SHOULDER PAIN AND DISABILITY INDEX (SPADI)

Description

Purpose.

Self-assessment of symptoms and function of the shoulder.

Settings.

All domains, any disorders of the shoulder joint.

Versions.

Original version published in 1991 (30). No revisions.

Content and number of items.

13 items (total score): 5 items for pain and 8 for function (subscores).

Response options/scale.

All SPADI items are originally scored on a visual analog scale (VAS) from no pain/no difficulty to worst pain imaginable/so difficult required help. The VAS line was divided into 12 equal intervals to obtain a 12-point numerical rating scale (NRS) ranging from 0 (best) to 11 (worst) (30). Later versions used the 12-point or an 11-point NRS (0–10) without a VAS line (31).

Recall period for items.

1 week.

Endorsements.

None.

Examples of use.

Relevant settings (aims and analysis [references]) for the SPADI are as follows:

  • Shoulder pain (development of the SPADI [30])

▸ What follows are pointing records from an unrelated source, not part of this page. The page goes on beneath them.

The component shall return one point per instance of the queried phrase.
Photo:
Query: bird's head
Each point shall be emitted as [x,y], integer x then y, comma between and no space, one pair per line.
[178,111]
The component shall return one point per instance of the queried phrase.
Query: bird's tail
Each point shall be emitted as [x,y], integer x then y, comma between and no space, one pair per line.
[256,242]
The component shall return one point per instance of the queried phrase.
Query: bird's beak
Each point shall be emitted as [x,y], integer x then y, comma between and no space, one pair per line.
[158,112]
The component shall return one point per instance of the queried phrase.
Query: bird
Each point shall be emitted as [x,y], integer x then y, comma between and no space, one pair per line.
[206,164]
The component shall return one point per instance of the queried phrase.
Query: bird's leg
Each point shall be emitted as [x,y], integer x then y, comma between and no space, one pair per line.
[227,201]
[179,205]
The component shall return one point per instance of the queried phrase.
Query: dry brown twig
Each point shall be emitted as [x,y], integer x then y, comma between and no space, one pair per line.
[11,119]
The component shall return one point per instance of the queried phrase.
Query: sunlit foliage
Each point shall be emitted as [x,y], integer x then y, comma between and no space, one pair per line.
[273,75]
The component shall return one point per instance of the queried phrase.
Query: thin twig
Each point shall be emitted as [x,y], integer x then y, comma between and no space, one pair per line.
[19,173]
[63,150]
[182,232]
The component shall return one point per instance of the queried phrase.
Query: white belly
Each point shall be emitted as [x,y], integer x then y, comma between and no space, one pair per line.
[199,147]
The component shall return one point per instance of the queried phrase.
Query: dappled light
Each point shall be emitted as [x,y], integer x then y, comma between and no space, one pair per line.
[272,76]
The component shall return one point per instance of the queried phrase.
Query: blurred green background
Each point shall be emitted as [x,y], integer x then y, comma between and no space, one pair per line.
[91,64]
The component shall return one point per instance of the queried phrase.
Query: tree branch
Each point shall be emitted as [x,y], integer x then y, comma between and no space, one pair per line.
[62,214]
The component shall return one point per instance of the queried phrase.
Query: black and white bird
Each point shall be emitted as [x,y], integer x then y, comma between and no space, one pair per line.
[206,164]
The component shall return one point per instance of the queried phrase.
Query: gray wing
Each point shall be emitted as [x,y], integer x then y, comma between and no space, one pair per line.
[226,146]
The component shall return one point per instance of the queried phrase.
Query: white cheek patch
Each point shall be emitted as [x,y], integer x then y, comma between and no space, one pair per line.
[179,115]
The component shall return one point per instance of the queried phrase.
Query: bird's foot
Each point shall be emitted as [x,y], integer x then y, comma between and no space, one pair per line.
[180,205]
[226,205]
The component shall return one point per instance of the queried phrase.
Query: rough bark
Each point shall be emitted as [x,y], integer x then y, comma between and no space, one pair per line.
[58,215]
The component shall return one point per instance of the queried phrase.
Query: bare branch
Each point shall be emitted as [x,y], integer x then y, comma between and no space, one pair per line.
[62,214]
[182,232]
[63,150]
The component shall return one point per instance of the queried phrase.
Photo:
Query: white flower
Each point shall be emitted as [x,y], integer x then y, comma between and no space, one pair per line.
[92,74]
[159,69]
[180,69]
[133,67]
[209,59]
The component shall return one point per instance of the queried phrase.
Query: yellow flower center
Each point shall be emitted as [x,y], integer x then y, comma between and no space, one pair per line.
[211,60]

  • Shoulder instruments (important comparative reviews [7, 13])

  • Various upper extremity diagnoses (reliability, minimal detectable difference [MDD], minimum clinically important difference [MCID] [21])

  • Various shoulder diagnoses (validity [32])

  • Adhesive capsulitis (factor analysis [33])

  • Adhesive capsulitis (reliability, validity, responsiveness [20, 34])

  • Rotator cuff (reliability, validity [35])

  • Rotator cuff, local infiltration (MCID [36])

  • After shoulder arthroplasty (validity, MDC [6, 31])

  • Total shoulder arthroplasty (responsiveness [19])

  • Various shoulder surgery (reliability, responsiveness [37])

  • Orthopedic practice (validity, factor, MDC, MCID [38])

  • Orthopedic practice (Rasch, partial credit model [39])

  • Primary care (validity, responsiveness [40])

  • Outpatient physiotherapy (validity, responsiveness [41])

  • Community volunteers (factor analysis [42])

Practical Application

How to obtain.

Printed in various references (30, 31, 40–42). Free online at http://www.workcover.com/site/treat_home/outcome_measures_and_risk_screening_tools/links_to_outcome_measures_and_screening_tools.aspx?.

Method of administration.

Self-assessment.

Time to complete.

2–3 minutes (7, 37).

Scoring.

Originally, the sum of marked items/maximal possible score × 100 with at least 11 of 13 completed items necessary for the total score (30). Later and with permission of the developer K. E. Roach, the “2/3 missing rule,” as used for many instruments, was applied: at least 3 of 5 pain and 6 of 8 function items for the subscales are necessary (6, 31). The SPADI total score is the unweighted mean of the pain and function subscores (30). In fact, the (sub)scores can be determined by the arithmetic mean of the completed items by mean/11 × 100 using the 12-point NRS (or mean × 10 using the 11-point NRS). Computer scoring is not necessary but easier.

Score interpretation.

Originally, 0 = best and 100 = worst. A reverse scale from 0 = worst to 100 = best (100 = original score) is also often used to compare with other scores, e.g., the Short Form 36 (SF-36). There are no distinct cutoff points to reflect severity. Empirical normative values are not determined.

Respondent burden.

All items are easy to comprehend and are not emotionally sensitive.

Administrative burden.

Score computation is easy. The head of the questionnaire contains a short explanation on how to complete it. Time to administer: 5 minutes (30). Time to scan and determine the scores: 2 minutes.

Translations/adaptations.

Published in 3 languages: Norwegian (34), German (31), and Slovene. Versions in Chinese, Hindi, Brazilian Portuguese, Japanese, Turkish, and French Canadian exist but have not been published under peer review (Roach KE: unpublished observations).

Psychometric Information

Method of development.

20 items were selected by a group of 3 rheumatologists and 1 physiotherapist and established by assessing their face validity for pain and function, their test–retest reliability, and their correlation to shoulder range of motion (30). Item-response theory was applied to the function subscale only (39).

Acceptability.

Easy to read and understand. Missing data are very rare. Low floor and ceiling effects reported (6, 31, 32, 41).

Reliability.

Internal reliability/consistency: Cronbach's α = 0.86–0.96 (30, 31, 33, 38, 40, 42).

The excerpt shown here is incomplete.